In fact, much of AI can’t rely on CPUs – central processing units – due to their inability to support parallel processing. While CPUs are good for general purpose applications, they’ve struggled to keep up with the massive and complex computations required for deep-learning models and AI operations. Furthermore, while CPUs can only process tasks in a sequential manner, GPUs can multitask, running many smaller tasks at once with greater speed and efficiency.

Consider, for instance, an autonomous vehicle: the system needs to collect and understand data from sensors and GPS and recognize the images captured by its cameras, which requires sophisticated machine learning capability.

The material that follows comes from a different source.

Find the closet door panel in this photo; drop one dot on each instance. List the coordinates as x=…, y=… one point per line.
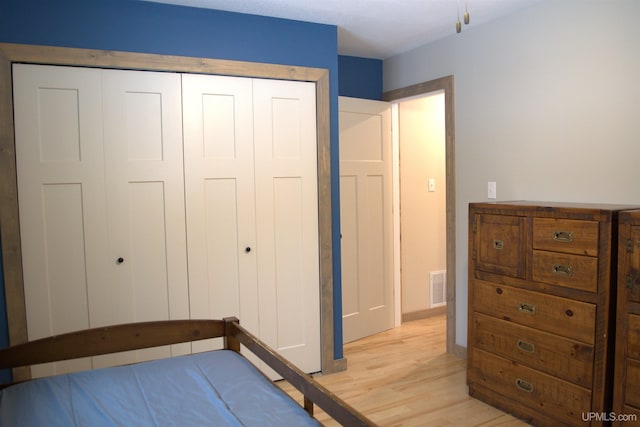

This becomes especially vital when facing an unexpected situation and having to make the right split-second decision. A high-speed, low-latency HPC-powered 5G signal makes it possible to offload that complex decision making to a powerful computer connected to the vehicle.

Similarly, many of our mobile applications depend on legions of computers to store trillions of data and perform split-second operations, such as calculating travel time based on distance and traffic volume. As other types of advanced AI become more commonplace and are utilized by businesses and consumers, the challenge will be to maintain sufficient compute capacity to support them.

The need for computing power and more efficient networking infrastructure to process, analyze, and transfer vast amounts of data is only growing. In fact, the high-performance computing market itself is expected to grow from $36 billion in 2022 to $49.9 billion by 2027, a compound annual growth rate of 6.7 percent.

Leveraging the computing power and infrastructure of cryptocurrency mining operations for AI, machine learning, and other HPC applications might help meet this demand – and is something to pay attention to in the years to come.